This project develops detailed mathematical theory for aggregation models. Such models involve pair-wise interaction potentials and arise in the context of biological swarming models and control theory applications for coordinated groups and consensus. These models also appear in other contexts such as materials science applications including granular flow. The research in applied differential equations involves rigorous analysis of nonlinear partial differential equations, numerical simulation of continuum and discrete models, and asymptotic analysis and modeling. Specific problems of interest include (a) a detailed understanding of the dynamics of collapse in the case of kinematic aggregations; (b) the role of fractional dissipation in such models; (c) the discrete to continuum limit; and (d) analysis of scaling properties and behaviors of discrete swarms in the limit of large numbers. The work also involves related mathematical models for crime hotspots in residential burglaries.
The design and analysis of cooperative control and algorithms for autonomous agents is an active area of research with application to surveillance of hazardous areas, perimeter patrol, and control of teams of autonomous vehicles. Some ideas for such problems can come from modeling of biological groups that provide excellent examples in nature of how many agents can interact seamlessly, sometimes over large distances with relatively short range interactions. Many well-known models for these groupings empirically exhibit a great deal of complexity. This research program is fundamental to the understanding of these problems.

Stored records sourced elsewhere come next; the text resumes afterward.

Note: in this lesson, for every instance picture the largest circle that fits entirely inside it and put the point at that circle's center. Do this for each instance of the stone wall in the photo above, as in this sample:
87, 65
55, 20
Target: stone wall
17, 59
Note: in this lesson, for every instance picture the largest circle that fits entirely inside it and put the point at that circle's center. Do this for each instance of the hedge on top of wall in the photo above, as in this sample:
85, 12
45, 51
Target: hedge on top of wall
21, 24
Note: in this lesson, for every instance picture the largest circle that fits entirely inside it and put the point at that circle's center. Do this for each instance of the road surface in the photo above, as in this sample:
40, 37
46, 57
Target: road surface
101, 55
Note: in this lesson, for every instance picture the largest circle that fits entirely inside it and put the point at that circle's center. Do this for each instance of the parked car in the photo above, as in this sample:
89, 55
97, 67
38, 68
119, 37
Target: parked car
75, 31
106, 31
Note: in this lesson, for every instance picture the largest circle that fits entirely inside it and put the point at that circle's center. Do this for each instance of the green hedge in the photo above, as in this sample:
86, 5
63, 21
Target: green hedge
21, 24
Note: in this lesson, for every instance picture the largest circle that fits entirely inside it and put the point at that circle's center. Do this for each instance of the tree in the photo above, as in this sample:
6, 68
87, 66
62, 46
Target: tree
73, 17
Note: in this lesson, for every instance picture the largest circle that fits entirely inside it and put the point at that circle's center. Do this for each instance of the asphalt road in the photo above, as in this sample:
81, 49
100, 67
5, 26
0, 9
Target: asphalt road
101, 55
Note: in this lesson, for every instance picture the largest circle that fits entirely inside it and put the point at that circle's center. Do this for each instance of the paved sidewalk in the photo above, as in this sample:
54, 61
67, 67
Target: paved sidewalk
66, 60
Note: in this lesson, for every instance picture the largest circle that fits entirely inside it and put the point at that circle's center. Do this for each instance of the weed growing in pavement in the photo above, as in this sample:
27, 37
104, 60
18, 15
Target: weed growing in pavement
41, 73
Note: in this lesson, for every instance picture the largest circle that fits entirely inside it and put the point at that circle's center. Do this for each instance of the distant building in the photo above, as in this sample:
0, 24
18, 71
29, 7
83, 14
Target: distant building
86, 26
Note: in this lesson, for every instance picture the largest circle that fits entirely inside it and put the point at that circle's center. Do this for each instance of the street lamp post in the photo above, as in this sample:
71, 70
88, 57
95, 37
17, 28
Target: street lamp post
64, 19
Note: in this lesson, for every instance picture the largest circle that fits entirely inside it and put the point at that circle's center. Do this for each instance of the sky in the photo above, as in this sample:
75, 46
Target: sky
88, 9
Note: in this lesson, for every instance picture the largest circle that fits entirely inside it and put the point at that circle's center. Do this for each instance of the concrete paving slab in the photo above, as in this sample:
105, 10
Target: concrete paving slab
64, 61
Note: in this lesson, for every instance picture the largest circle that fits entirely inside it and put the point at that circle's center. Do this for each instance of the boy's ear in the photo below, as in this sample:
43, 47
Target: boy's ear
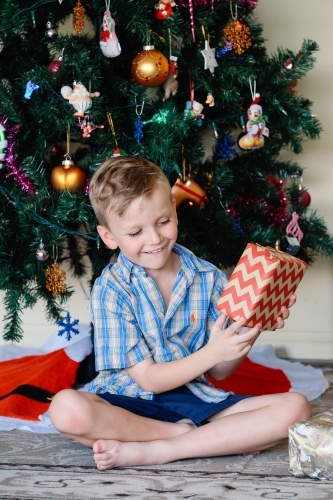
106, 237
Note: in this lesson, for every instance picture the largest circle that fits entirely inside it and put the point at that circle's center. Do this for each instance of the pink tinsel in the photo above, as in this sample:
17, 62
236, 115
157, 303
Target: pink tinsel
252, 4
210, 3
18, 173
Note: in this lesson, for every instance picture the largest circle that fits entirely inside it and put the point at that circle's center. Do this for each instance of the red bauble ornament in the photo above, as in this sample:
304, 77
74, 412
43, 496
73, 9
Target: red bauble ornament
150, 67
54, 66
304, 198
68, 176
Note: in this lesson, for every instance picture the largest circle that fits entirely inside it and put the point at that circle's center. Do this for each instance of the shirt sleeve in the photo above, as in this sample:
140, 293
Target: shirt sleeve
118, 340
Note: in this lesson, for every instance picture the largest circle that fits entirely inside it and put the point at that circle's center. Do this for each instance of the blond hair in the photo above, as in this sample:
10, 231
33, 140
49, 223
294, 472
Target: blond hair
120, 180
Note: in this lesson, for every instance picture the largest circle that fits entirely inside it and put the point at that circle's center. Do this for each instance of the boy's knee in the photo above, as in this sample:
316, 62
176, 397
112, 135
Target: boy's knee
63, 410
300, 407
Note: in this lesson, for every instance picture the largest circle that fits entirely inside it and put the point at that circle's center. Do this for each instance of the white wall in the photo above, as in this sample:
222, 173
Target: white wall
309, 331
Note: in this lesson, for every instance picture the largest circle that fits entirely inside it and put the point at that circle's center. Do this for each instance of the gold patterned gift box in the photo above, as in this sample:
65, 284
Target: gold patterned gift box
262, 282
311, 447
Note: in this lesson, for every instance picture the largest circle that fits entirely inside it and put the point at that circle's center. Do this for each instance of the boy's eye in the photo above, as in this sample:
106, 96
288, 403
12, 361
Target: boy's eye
134, 234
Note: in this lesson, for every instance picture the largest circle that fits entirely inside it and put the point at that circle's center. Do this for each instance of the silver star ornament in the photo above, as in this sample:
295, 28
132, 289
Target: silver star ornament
209, 56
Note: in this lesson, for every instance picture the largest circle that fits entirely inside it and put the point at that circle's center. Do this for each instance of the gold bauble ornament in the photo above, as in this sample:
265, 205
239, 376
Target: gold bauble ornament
150, 67
189, 191
55, 279
68, 176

Intellectual Merit: The design and analysis of cooperative control and algorithms for autonomous agents is an active area of research with application to surveillance of hazardous areas, perimeter patrol, and control of teams of autonomous vehicles. Some ideas for such problems can come from modeling of biological groups that provide excellent examples in nature of how many agents can interact seamlessly, sometimes over large distances with relatively short range interactions. Many well-known models for these groupings empirically exhibit a great deal of complexity. This research program is fundamental to the understanding of these problems. Results from this award focus on group dynamics that result when agents interact through potentials that depend only on pairwise distances. The research has many new results that focus on confining potentials in which the group size does not scale with the number of agents. Such potentials have been shown by the PI and collaborators to yield unusual patterns that could be exploited in automated control applications. This work focuses on analytical results for existence and stability of solutions. Broader Impacts: The work has involved training of PhD students, postdocs and undergraduates in advanced mathematical techniques in applied differential equations, numerical analysis and scientific computing. The theoretical results are now being used for engineering design of cooperative control platforms through collaborations with Engineering Schools at Arizona State University and Univ. Toledo.